Anger was rated on a 5-point scale but the team explained that the effects of hunger are unlikely to be unique to anger per se, so they also asked about experiences of irritability and, in order to obtain a more holistic view of emotionality, also about pleasure and arousal, as indexed using Russell’s affect grid.

They also asked about eating behaviours over the previous three weeks, including frequency of main meals, snacking behaviour, healthy eating, feeling hungry, and sense of satiety, and about dietary behaviours including restrictive eating, emotionally induced eating, and externally determined eating behaviour.

Analysis of the resulting total of 9142 responses showed that higher levels of self-reported hunger were associated with greater feelings of anger and irritability, and with lower levels of pleasure. These findings remained significant after accounting for participants’ sex, age, body mass index, dietary behaviours, and trait anger. However, associations with arousal were not significant.

The authors commented that the use of the app allowed data collection to take place in subjects’ everyday environments, such as their workplace and at home. “These results provide evidence that everyday levels of hunger are associated with negative emotionality and supports the notion of being ‘hangry.’ “

“Substantial” Effects

“The effects were substantial,” the team said, “even after taking into account demographic factors” such as age and sex, body mass index, dietary behaviour, and individual personality traits. Hunger was associated with 37% of the variance in irritability, 34% of the variance in anger, and 38% of the variance in pleasure recorded by the participants.

The research also showed that the negative emotions – irritability, anger, and unpleasantness – were caused by both day-to-day fluctuations in hunger and residual levels of hunger measured by averages over the three-week period.

The authors said their findings “suggest that the experience of being hangry is real, insofar as hunger was associated with greater anger and irritability, and lower pleasure, in our sample over a period of three weeks.

“These results may have important implications for understanding everyday experiences of emotions, and may also assist practitioners to more effectively ensure productive individual behaviours and interpersonal relationships (e.g., by ensuring that no one goes hungry).”

Although the majority of participants (55%) said they paid attention to hunger pangs, only 23% said that they knew when they were full and then stopped eating, whereas 63% said they could tell when they were full but sometimes continued to eat. Few (4.7%) people said they could not tell when they were full and therefore oriented their eating based on the size of the meal, but 9% described frequent overeating because of not feeling satiated, and 13% stated they ate when they were stressed, upset, angry, or bored.

Professor Swami said: “Ours is the first study to examine being ‘hangry’ outside of a lab.
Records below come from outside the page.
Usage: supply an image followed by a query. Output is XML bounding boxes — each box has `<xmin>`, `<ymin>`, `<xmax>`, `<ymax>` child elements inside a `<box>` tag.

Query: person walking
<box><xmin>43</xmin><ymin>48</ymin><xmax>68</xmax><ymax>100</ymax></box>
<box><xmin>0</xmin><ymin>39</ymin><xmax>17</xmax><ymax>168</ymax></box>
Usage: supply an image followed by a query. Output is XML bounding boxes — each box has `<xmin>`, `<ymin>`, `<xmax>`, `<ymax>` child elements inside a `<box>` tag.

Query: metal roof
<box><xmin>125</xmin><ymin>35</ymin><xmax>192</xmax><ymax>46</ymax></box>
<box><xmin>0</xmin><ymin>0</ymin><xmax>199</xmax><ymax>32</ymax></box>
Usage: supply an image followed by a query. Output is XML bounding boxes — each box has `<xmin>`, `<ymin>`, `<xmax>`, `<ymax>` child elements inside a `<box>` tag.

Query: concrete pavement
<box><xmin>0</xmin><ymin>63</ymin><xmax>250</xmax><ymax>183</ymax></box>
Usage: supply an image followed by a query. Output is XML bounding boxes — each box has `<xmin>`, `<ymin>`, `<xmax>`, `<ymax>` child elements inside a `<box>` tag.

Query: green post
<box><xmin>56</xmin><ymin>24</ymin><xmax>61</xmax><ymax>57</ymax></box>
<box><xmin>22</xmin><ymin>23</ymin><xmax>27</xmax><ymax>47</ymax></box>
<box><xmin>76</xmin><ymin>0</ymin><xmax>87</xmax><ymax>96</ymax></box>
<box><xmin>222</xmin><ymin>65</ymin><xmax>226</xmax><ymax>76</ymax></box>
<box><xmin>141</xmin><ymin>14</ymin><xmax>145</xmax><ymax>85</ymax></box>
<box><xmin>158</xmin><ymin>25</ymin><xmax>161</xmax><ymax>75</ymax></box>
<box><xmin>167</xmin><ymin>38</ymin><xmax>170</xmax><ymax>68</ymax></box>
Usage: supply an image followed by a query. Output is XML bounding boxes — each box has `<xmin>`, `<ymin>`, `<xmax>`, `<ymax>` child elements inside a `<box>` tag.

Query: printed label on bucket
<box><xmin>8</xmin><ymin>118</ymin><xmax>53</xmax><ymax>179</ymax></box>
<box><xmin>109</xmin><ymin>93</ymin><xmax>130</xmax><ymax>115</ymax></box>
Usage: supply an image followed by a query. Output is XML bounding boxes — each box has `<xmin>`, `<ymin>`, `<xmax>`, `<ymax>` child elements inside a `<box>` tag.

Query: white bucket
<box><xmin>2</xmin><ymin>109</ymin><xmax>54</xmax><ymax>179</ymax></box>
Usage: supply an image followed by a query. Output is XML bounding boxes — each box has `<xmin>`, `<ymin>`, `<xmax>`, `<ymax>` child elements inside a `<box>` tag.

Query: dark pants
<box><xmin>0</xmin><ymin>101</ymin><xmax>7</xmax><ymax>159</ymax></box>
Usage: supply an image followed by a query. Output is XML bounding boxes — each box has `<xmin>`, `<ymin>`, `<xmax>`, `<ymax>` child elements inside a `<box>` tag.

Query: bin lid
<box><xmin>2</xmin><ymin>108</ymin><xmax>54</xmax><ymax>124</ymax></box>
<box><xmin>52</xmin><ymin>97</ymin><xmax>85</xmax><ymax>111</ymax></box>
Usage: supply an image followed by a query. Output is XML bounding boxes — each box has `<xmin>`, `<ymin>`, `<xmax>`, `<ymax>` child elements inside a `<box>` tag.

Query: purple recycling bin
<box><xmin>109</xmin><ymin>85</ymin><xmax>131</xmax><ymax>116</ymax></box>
By following people in their day-to-day lives, we found that hunger was related to levels of anger, irritability, and pleasure.

“Although our study doesn’t present ways to mitigate negative hunger-induced emotions, research suggests that being able to label an emotion can help people to regulate it, such as by recognising that we feel angry simply because we are hungry. Therefore, greater awareness of being ‘hangry’ could reduce the likelihood that hunger results in negative emotions and behaviours in individuals.”